I hinted at this a little while ago, and now it’s time… It’s time to talk about poop.
I’m going to share with you a simple change that I have made in my… ahem… morning routine, that has had big benefits for me in only about a month of implementing this change, and that I believe holds big benefits for everyone. But if you simply don’t want to hear about poop, then feel free to tune out for this one. See you next time.
If you don’t mind the toilet talk and you want to feel better and have better health moving forward, then keep on reading. Don’t worry; I’ll try to keep it clean. This is more about how you poo, rather than the end product.
Early in December, I read this article on The Kitchen Rag about how we’re pooping wrong, and BIG lightbulbs started going off in my head. Ding ding ding! Please click on that link and read about Diana’s family background & experience with this method too. But, to summarise…. We’re not talking anything fancy. We’re not talking high tech equipment, or laxatives, or enemas, or any of that weird and gross stuff.
We’re talking, as usual, about rewinding time. Taking things back to a time in our human-ancestral-past where our ancestors were way smarter than us just had it all figured out. We’re talking about squatting. Yep. That socially unacceptable, dirty, lower class (pun totally intended), and just-so-terribly-primal method of pooping.
I’m not afraid to admit – since reading Diana’s article in December, I squat when I poop. And I feel awesome for it.
Now, you can buy fancy equipment to do it. It’s called the Squatty Potty, and you can even buy wooden vintagey-looking ones on Etsy. Or, you can do what I do. Repurpose. I use vinegar to wash my hair, so I have a big 5L jug of it in the bathroom. That now doubles as my footrest when the need arises. I’ve even taken a photo of my throne for you. Go find something in your house that can double as a squat stool, and get down to business!
Now, let’s talk about the actual mechanics of squatting, and why it is so important…
So, that magical angle… That’s what we’re really here to talk about. The angle between your rectum and anal canal is virtually a right angle when sitting (as in, sitting on the loo). Well, damn. Surely that’s an evolutionary flaw, right? Surely we should be built so that it’s not so darn hard to get a poo out, right?
Oh, right. We are built that way. If we’re doing what our ancestors did. Simply pulling your knees up can make a big difference. Squatting means that angle between your rectum and anal canal straightens right up.

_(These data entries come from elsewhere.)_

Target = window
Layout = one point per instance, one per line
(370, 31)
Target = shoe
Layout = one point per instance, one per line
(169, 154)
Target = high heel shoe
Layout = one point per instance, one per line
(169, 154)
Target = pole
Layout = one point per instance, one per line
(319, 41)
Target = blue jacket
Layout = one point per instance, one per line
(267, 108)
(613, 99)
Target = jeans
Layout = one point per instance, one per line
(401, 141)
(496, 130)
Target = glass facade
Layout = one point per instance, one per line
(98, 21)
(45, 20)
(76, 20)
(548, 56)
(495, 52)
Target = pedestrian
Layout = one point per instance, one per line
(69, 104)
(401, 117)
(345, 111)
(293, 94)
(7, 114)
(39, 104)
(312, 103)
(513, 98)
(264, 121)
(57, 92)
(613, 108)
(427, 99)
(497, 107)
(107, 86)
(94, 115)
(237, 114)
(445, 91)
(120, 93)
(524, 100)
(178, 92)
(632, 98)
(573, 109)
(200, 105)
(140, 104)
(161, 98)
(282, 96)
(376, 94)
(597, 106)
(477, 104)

Do I really need to tell you now that it’s going to be easier to poop when you’re squatting? Surely you can imagine the difference. If you’re in doubt, just imagine shooting wads of paper out of a straw (maybe something else you learnt in 7th grade science?!). Would it be easier to shoot them out of a straw at a right angle? Or out of a straight straw?

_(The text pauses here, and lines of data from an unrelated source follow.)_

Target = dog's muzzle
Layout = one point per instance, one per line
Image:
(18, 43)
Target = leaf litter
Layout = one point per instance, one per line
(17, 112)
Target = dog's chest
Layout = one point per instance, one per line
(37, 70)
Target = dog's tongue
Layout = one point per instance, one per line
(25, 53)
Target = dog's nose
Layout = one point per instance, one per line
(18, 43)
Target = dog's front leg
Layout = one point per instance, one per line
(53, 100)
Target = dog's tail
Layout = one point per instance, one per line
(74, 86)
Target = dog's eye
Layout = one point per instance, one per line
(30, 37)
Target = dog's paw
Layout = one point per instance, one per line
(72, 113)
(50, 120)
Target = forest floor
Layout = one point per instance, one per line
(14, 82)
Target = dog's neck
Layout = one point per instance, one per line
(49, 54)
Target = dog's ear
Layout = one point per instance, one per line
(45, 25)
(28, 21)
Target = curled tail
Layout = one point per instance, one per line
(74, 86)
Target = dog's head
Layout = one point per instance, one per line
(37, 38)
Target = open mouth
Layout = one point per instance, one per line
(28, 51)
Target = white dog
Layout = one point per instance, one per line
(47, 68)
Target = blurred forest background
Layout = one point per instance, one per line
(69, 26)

But just in case you’re still not convinced, don’t worry. Enter, research: Sikirov conducted a study in 2003 on straining in three positions (sitting, lowered toilet seat, and squatting) and found that squatting caused a significant reduction in time taken to reach satisfactory sensation of emptying and significant reduction in a subjective measure of the intensity (i.e. stress) of defecation. Meaning: less time on the toilet and less straining when squatting instead of sitting. A lowered toilet seat was consistently better than ordinary sitting, but squatting produced the largest changes.

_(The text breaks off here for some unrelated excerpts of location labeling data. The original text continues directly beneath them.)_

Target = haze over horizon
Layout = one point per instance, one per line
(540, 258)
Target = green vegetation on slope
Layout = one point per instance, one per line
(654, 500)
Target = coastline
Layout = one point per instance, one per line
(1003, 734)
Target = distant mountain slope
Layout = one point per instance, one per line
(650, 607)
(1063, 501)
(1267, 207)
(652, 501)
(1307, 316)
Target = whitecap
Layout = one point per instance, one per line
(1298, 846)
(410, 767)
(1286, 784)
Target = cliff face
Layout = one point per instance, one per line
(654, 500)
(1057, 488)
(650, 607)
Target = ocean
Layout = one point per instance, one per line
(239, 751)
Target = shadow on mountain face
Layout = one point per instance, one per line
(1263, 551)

The thing is, sitting ‘normally’ (i.e. on a modern toilet seat) puts a big strain on your body. It causes you to use force to defecate, since you have to squeeze past a right angle. That’s not good in anyone’s books. Did you know that many cultures where they still squat to poop don’t even have haemorrhoids or constipation?! Or diverticulosis coli?! Diverticulosis coli is a pocketing of the walls of the colon due to muscle weakness. It typically occurs in places where pressure is the greatest, and patients can have severe complications. Originally, the differences in levels of these diseases were thought to be due to low fibre diets in the western world, but research since the initial study has ruled out fibre as a factor – placing the blame squarely on sitting (Sikirov, 2003).
And it goes beyond these aforementioned diseases… The extra straining and time spent on the toilet may even link to cardiovascular events, with Sikirov (2003) tentatively concluding that the reduced time and intensity of defecation in a squatting position may actually prevent some cardiovascular events.
In my personal experience? I’m not afraid to get personal here…
The first time I decided to try squatting, I was blown away by the instant changes. Doing the deed was quicker and much easier. And the change that I didn’t really expect – I felt empty. I felt as though, for the first time in my life, I had actually completely emptied my bowels. I kid you not, I’ve never felt so completely vacant in all my years of pooping. This is probably the only circumstance in which feeling so empty is actually a good thing, and let me tell you, it was glorious. Enough to keep me squatting still a month later. And I plan to keep squatting til I’m an old bird as long as I can get my knees up high enough. And another unexpected change – my gut feels a little better. Less gas, less cramping. Woo!